Beliau juga dekat dengan rakyat. Diam-diam, di malam hari, beliau
berkeliling ke seluruh wilayah kadipaten, yang meliputi Sedayu,
Lamongan, Babat, hingga Jombang, untuk melihat keseharian dan problem
masyarakatnya. Itu seperti yang dilakukan Amirul Mukminin Khalifah Umar
bin Khattab. (Gus Amrullah dan H. A. Khoiruzzaman/Ketua Remaja Masjid
Kanjeng Sepuh Sedayu).
Berbagai peninggalan sejarah Sedayu telah mendapatkan perhatian Dinas
Purbakala Trowulan. Namun, yang terawat baru kompleks masjid dan makam.

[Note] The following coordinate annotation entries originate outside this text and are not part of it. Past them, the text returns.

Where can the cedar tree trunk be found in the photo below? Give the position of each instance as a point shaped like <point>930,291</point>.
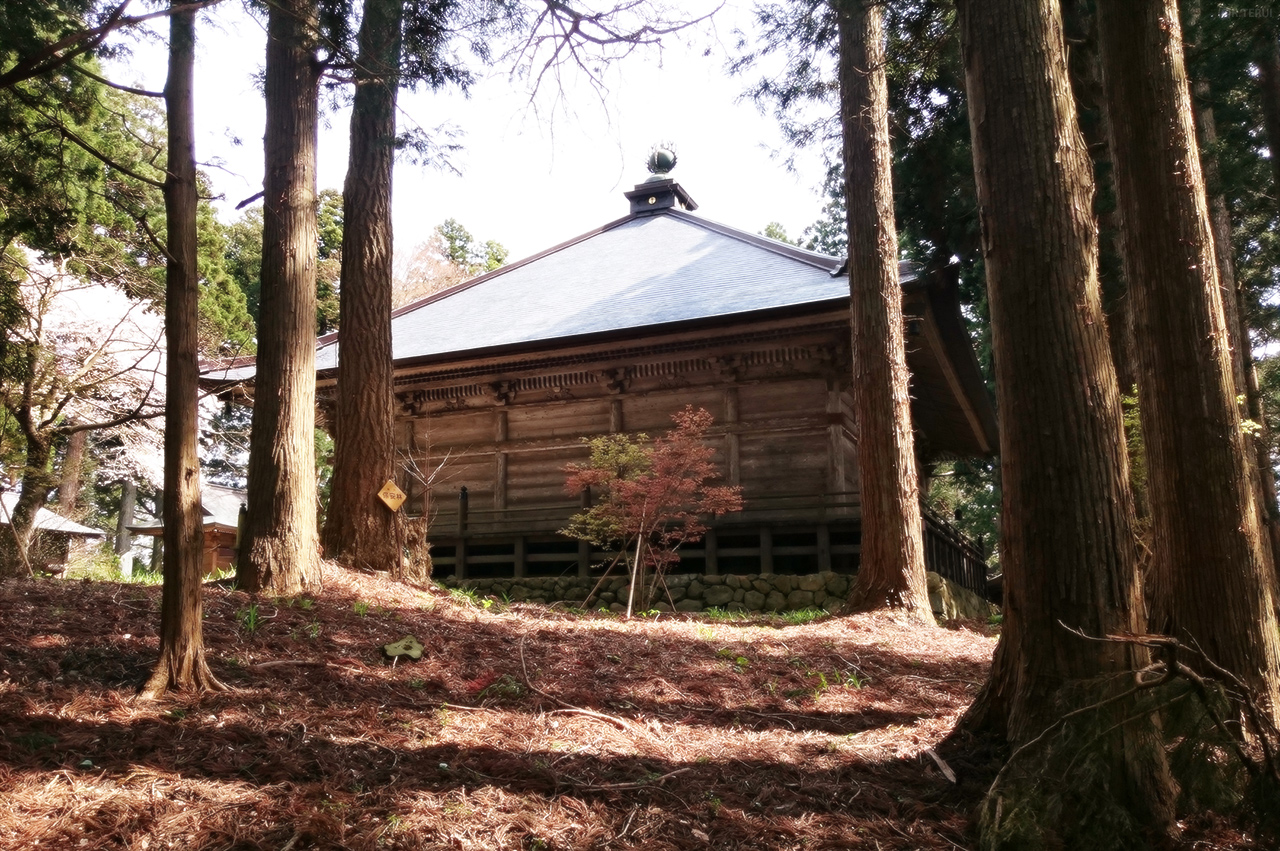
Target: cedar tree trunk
<point>21,553</point>
<point>359,527</point>
<point>73,467</point>
<point>891,570</point>
<point>1269,83</point>
<point>1066,513</point>
<point>128,499</point>
<point>1261,476</point>
<point>182,645</point>
<point>1205,518</point>
<point>279,552</point>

Sisa bangunan lain berupa situs. Status pertanahan sisa-sisa sejarah itu
kini belum tersentuh. Salah satunya, reruntuhan asli bekas bangunan
masjid di Desa Mriyunan, Sumur Dhahar di Desa Golokan, dan Telaga Rambit
di Desa Purwodadi yang nampak tidak terawat.

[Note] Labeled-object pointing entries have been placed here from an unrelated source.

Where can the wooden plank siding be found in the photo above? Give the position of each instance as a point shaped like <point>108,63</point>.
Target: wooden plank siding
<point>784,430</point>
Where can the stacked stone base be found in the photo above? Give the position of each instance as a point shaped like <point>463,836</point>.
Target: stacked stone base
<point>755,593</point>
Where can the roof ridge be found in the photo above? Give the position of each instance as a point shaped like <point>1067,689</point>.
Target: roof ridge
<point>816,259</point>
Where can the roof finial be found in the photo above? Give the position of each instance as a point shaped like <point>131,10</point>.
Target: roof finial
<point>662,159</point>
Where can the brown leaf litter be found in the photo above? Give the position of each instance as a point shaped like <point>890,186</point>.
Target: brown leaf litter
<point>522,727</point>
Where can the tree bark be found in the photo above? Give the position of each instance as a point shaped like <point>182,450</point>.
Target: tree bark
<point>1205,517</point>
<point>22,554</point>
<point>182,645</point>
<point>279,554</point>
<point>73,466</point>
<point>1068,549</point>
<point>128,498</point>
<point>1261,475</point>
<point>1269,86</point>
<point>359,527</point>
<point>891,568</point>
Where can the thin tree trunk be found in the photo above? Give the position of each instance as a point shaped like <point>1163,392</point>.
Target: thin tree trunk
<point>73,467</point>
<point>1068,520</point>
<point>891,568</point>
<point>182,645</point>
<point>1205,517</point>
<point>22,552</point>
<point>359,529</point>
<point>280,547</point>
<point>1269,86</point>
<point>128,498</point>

Puing reruntuhan bangunan masjid tersebut kini terletak di dalam
kompleks SMPN Negeri I Sidayu. Kondisinya memprihatinkan. Sama sekali
tidak tampak ada upaya pemeliharaan dari Pemkab Gresik. Sekadar
identitas bangunan bersejarah pun tidak ada. Bahkan, sebagian bekas
puing bisa ditemukan di kandang ayam.
Belum lagi kondisi Sumur Dhahar yang kini menjadi tempat pembuangan
sampah. Tidak terdapat museum atau bau harum ketika kita berkunjung ke
sana, namun bukitan sampah yang kotor dan berbau menyengat.

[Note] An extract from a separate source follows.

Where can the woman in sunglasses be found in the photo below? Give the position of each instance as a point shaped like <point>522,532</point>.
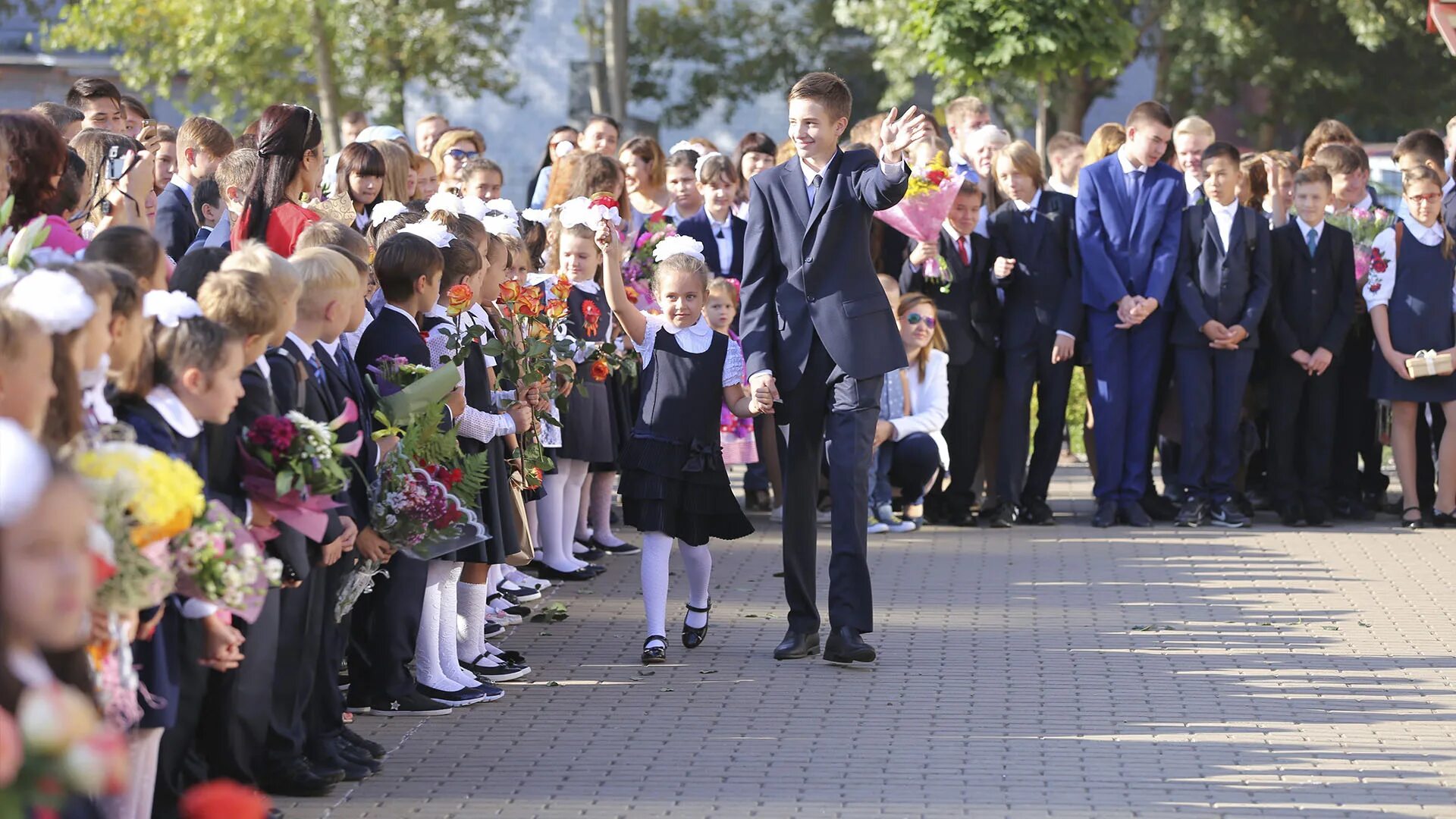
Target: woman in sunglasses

Tetapi terlepas dari semua itu, Sedayu yang kini menghadapi perkembangan
modernitas masyarakat, ia bisa tetap eksis sebagai salah satu kecamatan
yang cukup berkembang di wilayah Gresik utara. Bukanlah sesuatu yang
istimewa, jika Sedayu saat ini bisa menjadi pusat peradaban masyarakat
pesisir yang begitu berkembang, baik di wilayah Gresik (Sedayu dan
sekitarnya; Bungah, Dukun, Ujung Pangkah, dan Panceng), maupun wilayah
Lamongan (Paciran, Brondong, Solokuro, Babat). Karena Sedayu sudah
pernah mengalami masa kejayaan di masa lalu.
Dengan bukti adanya ratusan Pondokan Cilik (pesantren anak-anak) yang
tersebar di seantero Kota Sedayu, kota ini juga mampu mempertahankan
sebutan kota santri yang telah melekat dan menjadi ikon Kabupaten
Gresik. Karena secara kultural, kehidupan masyarakat Sedayu adalah
kehidupan yang sangat islami, baik dalam bidang sosial-masyarakat,
politik, hukum, dan ekonomi.
Demikian Artikel Kerajaan Sedayu Kuno.